I’ve been following Tullian Tchividjian’s passionate advocacy of the sufficiency of the gospel and the discussions he’s had with others who want to drive people to law for sanctification. Two people at our church have brought up Tchividjian’s latest book,Jesus + Nothing = Everything, so I thought it was about time I read it. This snippet is from a section of the book subtitled, “The Greatest Threat”:
The Bible makes it clear that the gospel’s premier enemy is one we often call “legalism.” I like to call it performancism. Still another way of viewing it, especially in its most common manifestation in Christians, is moralism. Strictly speaking, those three terms — legalism, performancism, and moralism — aren’t precisely identical in what they refer to. But there’s so much overlap and interconnection between them that we’ll basically look at them here as one thing.

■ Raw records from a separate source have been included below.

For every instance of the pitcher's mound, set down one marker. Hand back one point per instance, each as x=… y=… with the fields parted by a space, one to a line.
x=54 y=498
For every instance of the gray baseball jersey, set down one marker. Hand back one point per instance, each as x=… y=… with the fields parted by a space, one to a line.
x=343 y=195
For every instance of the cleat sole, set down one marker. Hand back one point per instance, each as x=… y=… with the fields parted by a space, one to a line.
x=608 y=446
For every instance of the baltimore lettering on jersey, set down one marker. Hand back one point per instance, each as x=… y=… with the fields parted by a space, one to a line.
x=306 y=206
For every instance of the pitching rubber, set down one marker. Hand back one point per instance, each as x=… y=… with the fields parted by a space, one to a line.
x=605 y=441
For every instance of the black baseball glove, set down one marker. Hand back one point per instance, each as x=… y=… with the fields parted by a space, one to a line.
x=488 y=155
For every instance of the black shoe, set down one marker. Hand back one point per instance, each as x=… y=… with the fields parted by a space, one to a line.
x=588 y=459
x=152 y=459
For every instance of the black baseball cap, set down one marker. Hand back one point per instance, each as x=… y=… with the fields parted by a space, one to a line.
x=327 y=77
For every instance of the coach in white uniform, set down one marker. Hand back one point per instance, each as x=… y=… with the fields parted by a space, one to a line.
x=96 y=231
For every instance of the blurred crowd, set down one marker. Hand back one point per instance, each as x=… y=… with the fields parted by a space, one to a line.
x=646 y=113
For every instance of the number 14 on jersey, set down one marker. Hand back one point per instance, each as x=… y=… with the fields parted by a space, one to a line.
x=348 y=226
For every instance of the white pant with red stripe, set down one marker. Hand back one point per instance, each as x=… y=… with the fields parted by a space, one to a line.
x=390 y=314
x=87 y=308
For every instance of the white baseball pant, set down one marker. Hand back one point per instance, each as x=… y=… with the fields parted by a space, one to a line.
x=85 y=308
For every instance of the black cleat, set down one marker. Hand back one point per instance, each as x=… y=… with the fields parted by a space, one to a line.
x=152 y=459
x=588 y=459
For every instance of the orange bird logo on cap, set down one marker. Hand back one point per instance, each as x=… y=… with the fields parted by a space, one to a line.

And what really is that one thing?
Well, it shows up when we fail to believe the gospel. It shows up when behavioral obligations are divorced from gospel declarations, when imperatives are disconnected from gospel indicatives. Legalism happens when what we need to do, not what Jesus has already done, becomes the end game.
Our performancism leads to pride when we succeed and to despair when we fail. But ultimately it leads to slavery either way, because it becomes all about us and what we must do to establish our own identity instead of resting in Jesus and what he accomplished to establish it for us. In all its forms, this wrong focus is anti-gospel and therefore enslaving.
Tchividjian, Tullian.Jesus + Nothing = Everything. Wheaton, IL: Crossway, 2011. Print. (p. 45–46)
I haven’t completed the book yet, but I’d recommend it on having read the first third of it alone.